As crianças, como os adultos, vivem a vida de diferentes maneiras e a diferentes velocidades, o que depende sobretudo da sua personalidade, da sua maneira de pensar e de fazer as coisas e dos seus contextos de vida.
Alguns meninos são rápidos demais. Habitualmente, tratam-se de crianças impulsivas e agitadas, com dificuldade em manter e focalizar a atenção, mas também enérgicas, dinâmicas e cheios de vivacidade. Excepto os casos graves, e que configuram efectivamente uma perturbação, costumam ser meninos com quem os adultos facilmente simpatizam e a quem facilmente compreendem. Afinal, a maioria dos adultos compartilha esta pressa de viver. Em geral, esta é uma sociedade que cultiva o conceito «fast», seja aplicado à comida, à roupa ou ao que quer que seja. Vivemos espartilhados por rotinas rígidas, esmagados pelas obrigações e divididos entre os deveres (aos quais não podemos deixar de atender) e os prazeres (aos quais não queremos deixar de atender). Fazer tudo rápido é, pois, uma necessidade e uma maneira de estar.
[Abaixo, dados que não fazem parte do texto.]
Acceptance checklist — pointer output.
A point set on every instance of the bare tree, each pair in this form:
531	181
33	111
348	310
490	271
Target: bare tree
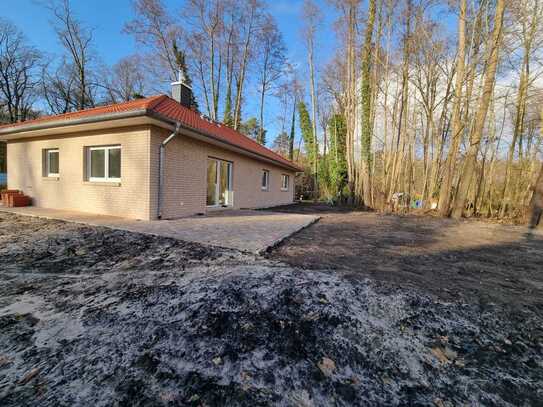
127	80
468	170
18	65
312	18
76	39
155	29
457	124
271	63
366	130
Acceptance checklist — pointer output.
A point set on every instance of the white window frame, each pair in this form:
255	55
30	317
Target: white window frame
48	160
285	177
267	186
106	177
229	195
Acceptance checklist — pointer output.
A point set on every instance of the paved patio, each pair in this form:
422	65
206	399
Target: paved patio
245	230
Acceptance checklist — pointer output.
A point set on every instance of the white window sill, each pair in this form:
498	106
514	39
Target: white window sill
102	183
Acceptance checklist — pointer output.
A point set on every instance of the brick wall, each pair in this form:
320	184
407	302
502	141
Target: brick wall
136	196
70	191
186	172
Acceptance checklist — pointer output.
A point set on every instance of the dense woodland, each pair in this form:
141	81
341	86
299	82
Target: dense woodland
427	103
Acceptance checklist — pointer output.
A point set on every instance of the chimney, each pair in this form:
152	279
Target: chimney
181	92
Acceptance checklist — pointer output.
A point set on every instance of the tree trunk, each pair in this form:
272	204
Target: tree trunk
477	132
457	125
536	205
366	96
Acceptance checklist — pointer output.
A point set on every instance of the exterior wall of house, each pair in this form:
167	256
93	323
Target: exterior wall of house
130	198
185	174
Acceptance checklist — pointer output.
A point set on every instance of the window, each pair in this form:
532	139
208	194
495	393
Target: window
104	164
51	162
265	180
219	182
284	182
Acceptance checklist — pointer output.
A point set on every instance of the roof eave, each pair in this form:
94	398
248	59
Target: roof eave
21	128
173	122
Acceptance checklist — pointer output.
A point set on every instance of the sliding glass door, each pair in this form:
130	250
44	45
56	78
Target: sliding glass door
219	182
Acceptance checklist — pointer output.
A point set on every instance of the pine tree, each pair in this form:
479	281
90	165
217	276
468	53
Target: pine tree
292	134
180	61
307	133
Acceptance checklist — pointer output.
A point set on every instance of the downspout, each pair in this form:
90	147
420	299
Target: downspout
161	167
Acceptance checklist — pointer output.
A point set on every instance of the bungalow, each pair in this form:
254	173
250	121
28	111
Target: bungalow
145	159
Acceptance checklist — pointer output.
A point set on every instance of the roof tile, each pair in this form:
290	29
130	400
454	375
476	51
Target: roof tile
172	110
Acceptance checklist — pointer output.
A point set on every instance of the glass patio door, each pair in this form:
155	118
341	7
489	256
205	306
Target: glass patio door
219	182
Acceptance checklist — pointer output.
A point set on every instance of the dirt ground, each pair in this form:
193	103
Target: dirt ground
465	260
93	316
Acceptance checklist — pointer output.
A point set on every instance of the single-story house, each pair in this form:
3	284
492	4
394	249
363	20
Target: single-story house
145	159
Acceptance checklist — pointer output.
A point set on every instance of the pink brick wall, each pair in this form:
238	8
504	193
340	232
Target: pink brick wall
186	172
70	191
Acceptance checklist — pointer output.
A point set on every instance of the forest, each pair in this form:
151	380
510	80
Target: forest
425	104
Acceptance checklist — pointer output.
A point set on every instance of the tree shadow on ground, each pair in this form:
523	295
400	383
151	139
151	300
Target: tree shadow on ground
467	261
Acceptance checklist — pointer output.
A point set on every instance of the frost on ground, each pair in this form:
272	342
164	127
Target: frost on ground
91	316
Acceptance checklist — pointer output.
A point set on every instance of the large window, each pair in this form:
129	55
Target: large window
104	164
51	162
219	182
284	182
265	180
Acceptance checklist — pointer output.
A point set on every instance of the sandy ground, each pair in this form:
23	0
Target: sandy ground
91	316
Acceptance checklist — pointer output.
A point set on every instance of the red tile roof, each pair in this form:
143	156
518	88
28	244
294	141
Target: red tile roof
169	109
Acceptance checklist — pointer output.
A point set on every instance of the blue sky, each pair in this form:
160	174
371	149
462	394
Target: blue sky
107	18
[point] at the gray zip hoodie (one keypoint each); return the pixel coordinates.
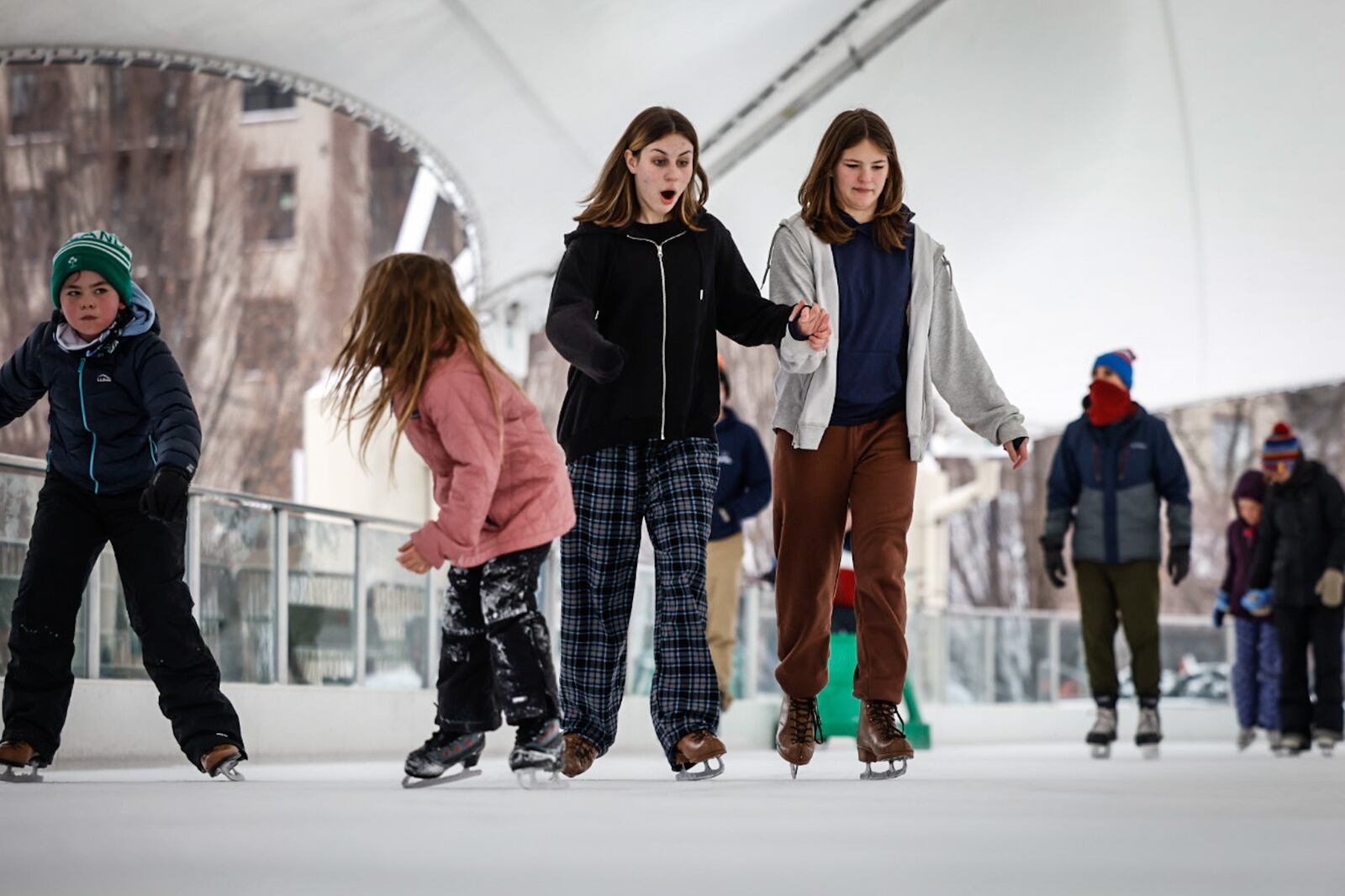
(942, 353)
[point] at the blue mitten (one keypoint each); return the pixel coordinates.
(1258, 600)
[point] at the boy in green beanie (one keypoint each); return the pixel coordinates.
(125, 441)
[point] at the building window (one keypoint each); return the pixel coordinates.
(266, 336)
(266, 98)
(37, 101)
(269, 214)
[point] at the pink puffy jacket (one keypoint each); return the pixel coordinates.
(490, 503)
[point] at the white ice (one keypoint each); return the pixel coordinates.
(972, 820)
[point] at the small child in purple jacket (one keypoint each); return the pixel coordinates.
(1257, 670)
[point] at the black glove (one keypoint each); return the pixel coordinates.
(1179, 564)
(166, 495)
(1056, 567)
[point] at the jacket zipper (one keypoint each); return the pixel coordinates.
(84, 417)
(663, 354)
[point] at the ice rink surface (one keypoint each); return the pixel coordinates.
(972, 820)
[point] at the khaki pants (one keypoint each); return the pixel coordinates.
(1126, 593)
(723, 580)
(869, 470)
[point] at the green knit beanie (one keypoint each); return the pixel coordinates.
(96, 250)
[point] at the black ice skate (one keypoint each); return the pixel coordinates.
(1149, 732)
(538, 754)
(425, 766)
(19, 763)
(1103, 732)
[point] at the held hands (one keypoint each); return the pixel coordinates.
(1259, 600)
(1331, 588)
(813, 322)
(412, 560)
(1221, 609)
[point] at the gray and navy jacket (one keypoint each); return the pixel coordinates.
(1107, 481)
(119, 408)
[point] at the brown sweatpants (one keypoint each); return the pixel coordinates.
(868, 468)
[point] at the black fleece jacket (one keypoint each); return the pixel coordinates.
(636, 309)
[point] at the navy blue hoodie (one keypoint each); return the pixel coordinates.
(119, 408)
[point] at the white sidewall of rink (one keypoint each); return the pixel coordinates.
(119, 721)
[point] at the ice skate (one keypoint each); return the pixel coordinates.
(425, 764)
(699, 747)
(222, 761)
(538, 754)
(883, 737)
(798, 734)
(1149, 732)
(1103, 732)
(19, 763)
(578, 755)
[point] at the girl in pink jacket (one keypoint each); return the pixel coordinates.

Para alguns, torna-se de tal modo uma rotina que, mesmo em férias, não dispensam os horários e a pressa porque aparentemente diminuir o ritmo significará o enorme risco de perder algo.
No entanto, existem crianças que parecem nascer e crescer totalmente imunes à pressa. Têm o seu tempo para fazer as coisas e não há muito que se possa fazer para lhes aumentar o ritmo. São normalmente meninos sensíveis, criativos, com um mundo interior muito rico e que frequentemente se perdem nas suas próprias ideias e pensamentos ou gostam simplesmente de ficar a contemplar algo, independentemente do que haja para fazer a seguir ou da pressa que se tem. Na verdade, são pessoas que querem e gostam de estar onde estão em vez de estarem permanentemente ansiosos, desejosos ou preocupados com o que virá a seguir.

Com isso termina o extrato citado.